Enid is consumed with hosting all her children and grandchildren in St. Jude for Christmas, a goal that she very nearly achieves. Gary arrives, but without his wife or children, having lost his underground battle with them. Denise arrives as well, having been fired from her high-profile restaurant job once her affair with Robin Passafaro comes to light. Chip arrives, most dramatically, on the day after Christmas. His job in Lithuania has collapsed along with the country as a whole, beset by looting, violence, and a contested presidential election. All the children find their father in a precarious emotional and physical state, having lost his will to live after the cruise-ship accident. They must navigate both his and Enid’s aging.

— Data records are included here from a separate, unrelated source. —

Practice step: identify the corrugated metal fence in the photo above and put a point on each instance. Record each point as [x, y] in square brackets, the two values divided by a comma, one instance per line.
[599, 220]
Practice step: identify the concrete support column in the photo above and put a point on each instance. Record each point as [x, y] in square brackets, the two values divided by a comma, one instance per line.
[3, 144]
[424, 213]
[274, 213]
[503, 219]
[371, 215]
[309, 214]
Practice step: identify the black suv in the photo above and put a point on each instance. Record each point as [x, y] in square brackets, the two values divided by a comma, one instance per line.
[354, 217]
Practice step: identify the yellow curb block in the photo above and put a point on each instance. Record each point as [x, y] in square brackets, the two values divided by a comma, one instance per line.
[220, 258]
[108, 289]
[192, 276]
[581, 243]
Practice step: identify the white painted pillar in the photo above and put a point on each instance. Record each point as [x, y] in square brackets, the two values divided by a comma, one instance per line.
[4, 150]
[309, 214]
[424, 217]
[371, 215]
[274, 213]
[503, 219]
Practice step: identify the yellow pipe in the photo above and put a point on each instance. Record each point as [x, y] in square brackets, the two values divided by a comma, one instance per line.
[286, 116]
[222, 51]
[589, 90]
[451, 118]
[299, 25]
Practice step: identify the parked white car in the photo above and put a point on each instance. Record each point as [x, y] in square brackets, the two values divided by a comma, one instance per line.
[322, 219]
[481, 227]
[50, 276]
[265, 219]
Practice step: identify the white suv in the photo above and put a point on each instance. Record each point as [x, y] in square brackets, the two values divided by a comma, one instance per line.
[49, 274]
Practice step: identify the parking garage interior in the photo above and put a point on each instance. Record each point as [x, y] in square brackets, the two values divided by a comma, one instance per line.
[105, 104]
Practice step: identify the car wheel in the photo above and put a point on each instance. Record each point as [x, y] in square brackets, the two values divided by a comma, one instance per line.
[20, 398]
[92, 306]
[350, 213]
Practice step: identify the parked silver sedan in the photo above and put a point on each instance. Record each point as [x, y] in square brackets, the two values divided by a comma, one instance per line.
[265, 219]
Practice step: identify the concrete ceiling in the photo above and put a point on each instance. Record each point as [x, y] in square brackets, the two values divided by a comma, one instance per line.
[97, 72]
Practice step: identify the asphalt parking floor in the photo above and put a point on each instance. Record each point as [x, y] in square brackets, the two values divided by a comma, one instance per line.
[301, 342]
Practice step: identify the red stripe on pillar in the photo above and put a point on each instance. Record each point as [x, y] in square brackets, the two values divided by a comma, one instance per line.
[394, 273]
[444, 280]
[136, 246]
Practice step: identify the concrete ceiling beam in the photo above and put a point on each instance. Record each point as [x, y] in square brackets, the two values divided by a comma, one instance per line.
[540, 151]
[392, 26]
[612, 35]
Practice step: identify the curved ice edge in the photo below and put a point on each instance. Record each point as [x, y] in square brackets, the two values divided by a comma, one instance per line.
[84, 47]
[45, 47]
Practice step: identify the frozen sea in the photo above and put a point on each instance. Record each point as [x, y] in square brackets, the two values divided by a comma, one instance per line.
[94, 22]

It is ultimately Chip, Alfred’s favorite child, who convinces Alfred to go to a nursing home. Here Chip meets, falls in love with, and eventually marries Alison Schulman, Alfred’s doctor at the nursing home. He moves to Chicago to be with her and transforms from an absent and irresponsible son to a thoughtful caretaker. Denise takes a new restaurant job in Brooklyn and hosts Enid there for a long weekend, a visit Enid enjoys. While Gary changes the least of her children, Enid finds herself more tolerant of his quirks. She becomes venturesome and more open-minded in general in the absence of her disapproving husband; when Alfred eventually dies at the nursing home, she has a sense of hopefulness as well as sadness.